This summary is provided to introduce a selection of concepts that are further described below in the detailed description. This summary is not intended to identify key or essential features of the claimed subject matter, nor is it intended to be used as an aid in limiting the scope of the claimed subject matter.

In one aspect, embodiments disclosed herein relate to an engine system comprising a combustion system comprising a piston bowl, a cover opposing the piston bowl, a hydrogen direct injector that is mounted in the center of the cover, and a pre-chamber comprising one or more openings into the combustion system, wherein the piston bowl is step-lipped, wherein the pre-chamber is mounted in the cover, wherein the pre-chamber is radially asymmetrical, and wherein a portion of the pre-chamber is opposite the lip of the piston bowl.

In another aspect, embodiments disclosed herein relate to a method comprising injecting hydrogen and air a first time into the combustion system through the hydrogen direct injector, and jet igniting the fuel-air mixture in the combustion system.

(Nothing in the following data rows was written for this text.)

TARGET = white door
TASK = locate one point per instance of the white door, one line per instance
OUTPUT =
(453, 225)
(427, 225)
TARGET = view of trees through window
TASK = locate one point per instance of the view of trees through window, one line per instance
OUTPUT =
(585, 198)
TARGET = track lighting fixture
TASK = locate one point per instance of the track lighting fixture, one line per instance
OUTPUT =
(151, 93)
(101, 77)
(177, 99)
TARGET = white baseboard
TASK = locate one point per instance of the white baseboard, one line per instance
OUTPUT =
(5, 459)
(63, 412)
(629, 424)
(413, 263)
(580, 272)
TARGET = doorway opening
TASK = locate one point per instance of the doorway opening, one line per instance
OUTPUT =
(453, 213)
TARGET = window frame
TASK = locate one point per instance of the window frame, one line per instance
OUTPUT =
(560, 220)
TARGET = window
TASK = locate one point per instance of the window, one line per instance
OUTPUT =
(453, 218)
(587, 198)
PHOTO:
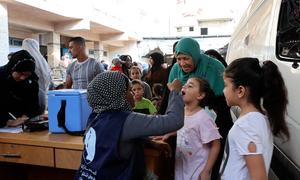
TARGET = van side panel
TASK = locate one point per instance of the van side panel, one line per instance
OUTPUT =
(256, 37)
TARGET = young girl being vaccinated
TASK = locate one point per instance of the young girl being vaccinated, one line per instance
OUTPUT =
(260, 93)
(198, 141)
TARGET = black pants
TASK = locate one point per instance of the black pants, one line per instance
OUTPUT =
(224, 123)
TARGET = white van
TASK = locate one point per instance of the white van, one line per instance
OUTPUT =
(270, 30)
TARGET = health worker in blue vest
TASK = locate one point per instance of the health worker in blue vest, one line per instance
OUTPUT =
(114, 137)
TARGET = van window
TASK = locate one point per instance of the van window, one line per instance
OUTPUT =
(288, 37)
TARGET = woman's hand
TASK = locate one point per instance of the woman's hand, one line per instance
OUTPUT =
(163, 147)
(204, 175)
(175, 85)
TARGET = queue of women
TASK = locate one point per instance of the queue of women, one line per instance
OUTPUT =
(208, 145)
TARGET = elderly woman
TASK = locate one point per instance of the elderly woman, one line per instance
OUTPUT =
(157, 73)
(19, 90)
(113, 140)
(192, 63)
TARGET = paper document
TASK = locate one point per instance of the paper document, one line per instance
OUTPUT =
(11, 129)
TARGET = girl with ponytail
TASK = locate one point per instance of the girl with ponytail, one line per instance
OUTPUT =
(260, 92)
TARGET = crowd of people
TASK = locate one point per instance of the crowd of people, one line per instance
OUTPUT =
(183, 110)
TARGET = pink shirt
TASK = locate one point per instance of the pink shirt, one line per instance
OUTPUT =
(192, 149)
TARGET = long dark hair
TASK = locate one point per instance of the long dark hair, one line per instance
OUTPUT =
(204, 87)
(158, 60)
(263, 82)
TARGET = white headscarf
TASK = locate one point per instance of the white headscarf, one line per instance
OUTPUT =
(42, 69)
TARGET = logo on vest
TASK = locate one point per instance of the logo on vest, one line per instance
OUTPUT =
(90, 145)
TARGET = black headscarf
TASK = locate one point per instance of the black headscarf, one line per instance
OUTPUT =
(21, 61)
(108, 92)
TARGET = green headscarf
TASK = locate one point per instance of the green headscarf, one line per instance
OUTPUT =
(205, 67)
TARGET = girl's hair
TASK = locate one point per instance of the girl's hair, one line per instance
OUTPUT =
(263, 82)
(136, 68)
(209, 94)
(158, 60)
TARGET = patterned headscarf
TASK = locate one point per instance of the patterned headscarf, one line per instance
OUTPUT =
(108, 92)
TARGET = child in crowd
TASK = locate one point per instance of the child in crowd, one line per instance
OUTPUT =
(249, 146)
(198, 141)
(157, 90)
(136, 73)
(142, 104)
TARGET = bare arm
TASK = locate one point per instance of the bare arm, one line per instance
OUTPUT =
(212, 156)
(256, 167)
(68, 83)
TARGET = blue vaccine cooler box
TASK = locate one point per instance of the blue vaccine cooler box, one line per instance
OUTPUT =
(69, 107)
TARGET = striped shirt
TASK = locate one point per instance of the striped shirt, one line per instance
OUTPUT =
(82, 73)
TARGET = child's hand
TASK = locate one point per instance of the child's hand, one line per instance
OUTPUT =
(204, 175)
(175, 85)
(163, 147)
(17, 122)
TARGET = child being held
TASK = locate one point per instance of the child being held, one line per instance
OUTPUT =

At low loads the injecting occurs during an intake stroke. At medium loads and at high loads, the injecting the first time occurs during a compression stroke, and injecting hydrogen and air into the combustion system a second time via the hydrogen direct injector either during or after the jet-igniting. At medium loads and at high loads, the hydrogen and air in the combustion system is at least partially ignited by compression of the hydrogen and air.

In a further aspect, embodiments disclosed herein relate to a combustion apparatus comprising a piston bowl, a cover opposing the piston bowl forming a combustion chamber, a hydrogen direct injector that is mounted in the center of the cover, and a pre-chamber comprising one or more openings into the combustion chamber. The piston bowl is step-lipped. The pre-chamber is radially asymmetrical and is mounted in the cover. A portion of the pre-chamber is opposite the lip of the piston bowl.

Other aspects and advantages of the claimed subject matter will be apparent from the following description and the appended claims.

BRIEF DESCRIPTION OF DRAWINGS

FIG. 1A is a depiction of an example engine system 100, according to one or more embodiments.

FIG. 1B is a configuration of a combustion system 130 of one or more embodiments.

FIG. 1C is a configuration of openings in a pre-chamber according to one or more embodiments.

FIG. 2A is a configuration of a combustion system 230 under operation in one or more embodiments.

FIG. 2B is a depiction of a simulation of hydrogen jets in a combustion system 230 according to some embodiments.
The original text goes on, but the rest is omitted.